Young Frankenstein (1974)

*. There’s a point I’ll start with that comes near the middle of Young Frankenstein, just after “young” Frederick Frankenstein (Gene Wilder) has failed to give life to a corpse. His assistants Inga (Teri Garr) and Igor (Marty Feldman) try to console him but he declares that “If science teaches us anything, it teaches us to accept our failures as well as our successes with quiet dignity and grace.” I think even if you haven’t already seen the movie a dozen times you realize right away that this is a set-up, and sure enough Wilder will turn around and begin furiously choking the monster, calling him names (“Son of a bitch bastard!”), and then finally breaking into sobs and wishing himself dead. That’s the joke. But then, as Inga and Igor lead him away, Feldman turns to the camera, rolls his eyes, and says “Quiet dignity and grace.”
*. That’s basically how Young Frankenstein works. It’s obvious, overplayed, and makes up for this by doubling down on both these qualities. It is madcap, slapstick farce dialed up to nine, aimed at the second-lowest common denominator. There’s no way Mel Brooks is going to let you miss a joke, no matter how obvious or old it is (though he thought the “Walk this way” gag was almost too old, even for him). This doubling down is, in turn, part of the joke.
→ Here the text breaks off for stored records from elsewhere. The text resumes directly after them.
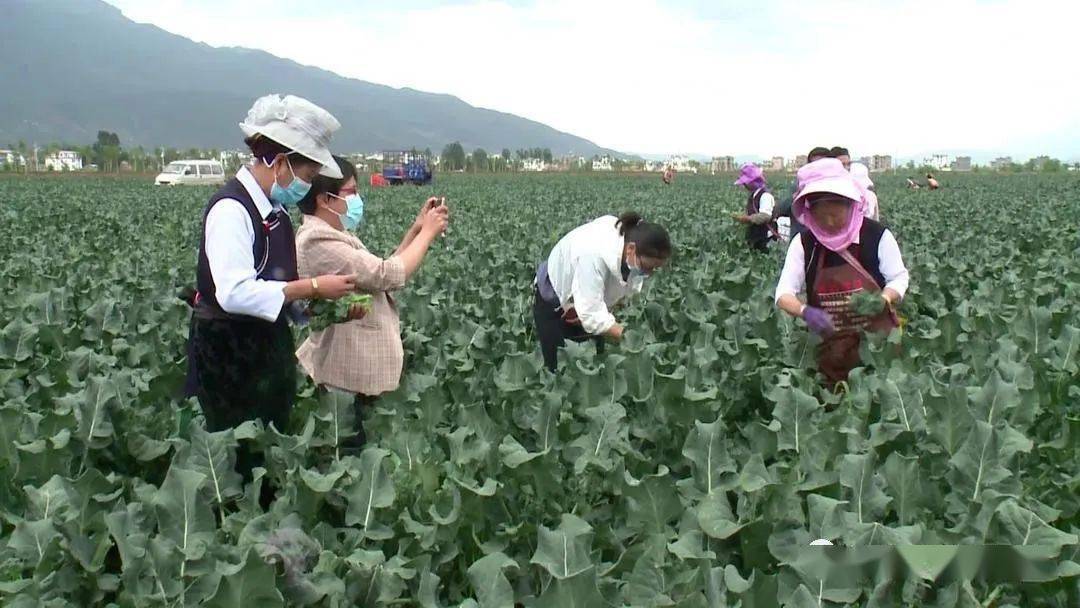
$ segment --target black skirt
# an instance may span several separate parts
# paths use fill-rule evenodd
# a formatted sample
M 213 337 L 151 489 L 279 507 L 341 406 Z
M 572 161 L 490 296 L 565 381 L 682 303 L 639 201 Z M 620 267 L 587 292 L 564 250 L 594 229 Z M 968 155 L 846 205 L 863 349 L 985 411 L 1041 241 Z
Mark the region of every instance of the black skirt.
M 187 389 L 206 430 L 258 419 L 284 431 L 296 399 L 294 347 L 284 315 L 274 323 L 193 317 Z

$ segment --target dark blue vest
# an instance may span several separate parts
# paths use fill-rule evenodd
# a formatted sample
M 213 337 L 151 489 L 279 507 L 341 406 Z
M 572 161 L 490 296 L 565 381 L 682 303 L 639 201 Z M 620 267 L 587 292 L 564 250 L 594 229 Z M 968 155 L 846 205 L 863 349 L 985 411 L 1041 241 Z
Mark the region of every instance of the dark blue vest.
M 237 178 L 232 178 L 210 197 L 210 202 L 203 211 L 202 233 L 199 237 L 199 266 L 197 286 L 199 289 L 196 314 L 215 319 L 236 319 L 252 321 L 254 317 L 232 315 L 218 304 L 214 279 L 210 273 L 210 262 L 206 259 L 206 216 L 219 201 L 224 199 L 239 201 L 251 217 L 251 226 L 255 230 L 255 240 L 251 244 L 251 253 L 255 260 L 255 272 L 264 281 L 295 281 L 296 270 L 296 235 L 293 233 L 292 220 L 285 211 L 274 210 L 262 217 L 255 201 L 251 199 L 244 185 Z M 280 320 L 280 317 L 279 317 Z

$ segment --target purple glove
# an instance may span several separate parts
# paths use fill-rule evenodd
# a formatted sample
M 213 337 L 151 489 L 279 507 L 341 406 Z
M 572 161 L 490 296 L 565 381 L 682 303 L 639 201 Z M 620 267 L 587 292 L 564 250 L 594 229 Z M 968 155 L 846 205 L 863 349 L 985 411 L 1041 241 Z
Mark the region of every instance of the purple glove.
M 806 326 L 810 328 L 810 331 L 819 336 L 828 336 L 836 331 L 832 319 L 829 318 L 829 313 L 820 308 L 807 306 L 803 309 L 802 318 L 803 321 L 806 321 Z

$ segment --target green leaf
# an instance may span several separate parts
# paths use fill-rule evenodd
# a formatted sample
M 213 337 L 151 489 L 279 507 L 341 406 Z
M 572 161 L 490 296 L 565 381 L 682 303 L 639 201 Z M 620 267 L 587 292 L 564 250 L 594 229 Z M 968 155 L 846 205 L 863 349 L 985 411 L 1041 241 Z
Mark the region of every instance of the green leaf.
M 682 504 L 675 491 L 675 482 L 668 475 L 668 468 L 661 465 L 655 475 L 641 480 L 629 472 L 624 475 L 624 494 L 628 501 L 627 524 L 643 532 L 664 532 L 667 524 L 682 513 Z
M 176 543 L 185 556 L 193 556 L 213 538 L 213 513 L 199 498 L 206 481 L 202 473 L 172 466 L 153 495 L 161 535 Z
M 349 506 L 345 524 L 368 529 L 375 522 L 375 512 L 394 504 L 394 484 L 383 469 L 383 459 L 390 452 L 368 447 L 360 454 L 359 479 L 345 491 Z
M 469 582 L 480 608 L 513 608 L 514 590 L 503 573 L 508 568 L 517 568 L 517 562 L 502 552 L 482 557 L 469 566 Z
M 874 455 L 845 454 L 840 459 L 840 485 L 851 492 L 851 509 L 858 523 L 877 521 L 889 504 L 874 471 Z
M 994 514 L 994 521 L 999 532 L 992 540 L 1002 544 L 1060 548 L 1080 543 L 1080 537 L 1076 534 L 1054 528 L 1015 500 L 1002 502 Z
M 919 459 L 893 452 L 885 459 L 882 476 L 892 498 L 890 506 L 900 525 L 911 523 L 923 502 Z
M 274 569 L 248 551 L 244 561 L 223 572 L 217 592 L 203 606 L 208 608 L 277 608 L 285 599 L 274 585 Z
M 0 330 L 0 359 L 21 363 L 30 359 L 37 346 L 37 327 L 14 319 Z
M 312 331 L 318 330 L 312 328 Z M 334 449 L 334 460 L 341 459 L 342 443 L 357 433 L 354 400 L 354 395 L 336 389 L 327 389 L 319 395 L 319 408 L 314 416 L 324 423 L 319 425 L 319 432 L 325 436 L 325 444 Z
M 697 530 L 688 530 L 667 546 L 668 551 L 682 560 L 716 559 L 716 553 L 707 549 L 706 539 Z
M 916 576 L 935 581 L 952 562 L 957 548 L 953 545 L 901 545 L 896 551 Z
M 100 449 L 112 440 L 110 412 L 120 404 L 116 381 L 102 376 L 87 378 L 86 388 L 78 395 L 75 415 L 79 421 L 76 437 L 92 449 Z
M 584 520 L 564 513 L 559 527 L 541 525 L 537 530 L 536 552 L 530 563 L 537 564 L 557 579 L 567 579 L 592 567 L 589 556 L 592 527 Z
M 596 571 L 585 572 L 565 579 L 552 579 L 551 584 L 531 604 L 532 608 L 603 608 L 607 600 L 596 587 Z
M 780 423 L 777 447 L 781 450 L 805 450 L 816 429 L 811 417 L 821 409 L 817 399 L 796 387 L 776 387 L 769 395 L 776 407 L 773 419 Z
M 719 417 L 709 423 L 695 422 L 683 443 L 682 454 L 690 460 L 698 487 L 709 495 L 719 489 L 726 473 L 736 471 Z
M 704 496 L 695 509 L 695 515 L 701 531 L 712 538 L 730 538 L 746 525 L 731 511 L 724 492 Z
M 1031 451 L 1032 443 L 1007 425 L 995 430 L 988 423 L 977 421 L 963 447 L 950 459 L 957 484 L 954 488 L 970 490 L 967 500 L 978 501 L 987 488 L 1012 477 L 1007 464 L 1018 452 Z
M 185 468 L 202 473 L 210 499 L 219 509 L 241 494 L 242 479 L 235 470 L 236 440 L 232 430 L 208 433 L 196 427 L 191 432 Z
*. I say it’s only dialed up to nine because this is correctly regarded as one of Brooks’ more restrained efforts (“more confident and less breathless” in Roger Ebert’s phrase, calling it his “most disciplined” work). He wanted something that was not quite the Three Stooges, so he walks up to that line and dances on it. To be sure there’s lots of coarseness and crudity, but at least he isn’t making ethnic or gay jokes, which were so much of his stock in trade in other films. You can laugh at the lines about the pair of knockers or the monster’s “enormous schwanzstucker,” but by Mel’s standards this ribaldry is pretty tame.
*. I think this is for the best, as send-ups usually work best when they tweak material gently instead of just beating it unconscious. The production here is true to a lot of the spirit of the original Universal Frankensteins, with beautiful black-and-white photography and equipment for the lab that included some of Ken Strickfaden’s original set dressing. The cast is also terrific, in fact so good it gets hard to tell who is stealing the most scenes. Which is what you want to do in a Brooks movie, since you can’t overplay it. So Feldman? Cloris Leachman? Madeline Kahn? Kenneth Mars? Gene Hackman? They’re all in top form.
*. A movie that absolutely belies its age. 1974! I had thought it was from the mid-’80s. But this kind of humour, which either works or it doesn’t, can’t go out of style. If you giggle at Frankenstein having a big dick then . . .
*. Well, it’s a near perfect example of its type of comedy. I still find it kind of charming, but I don’t laugh at it like I did as a kid. I know people though who think it’s the funniest movie ever made. Which I guess it is, if you’re in the mood.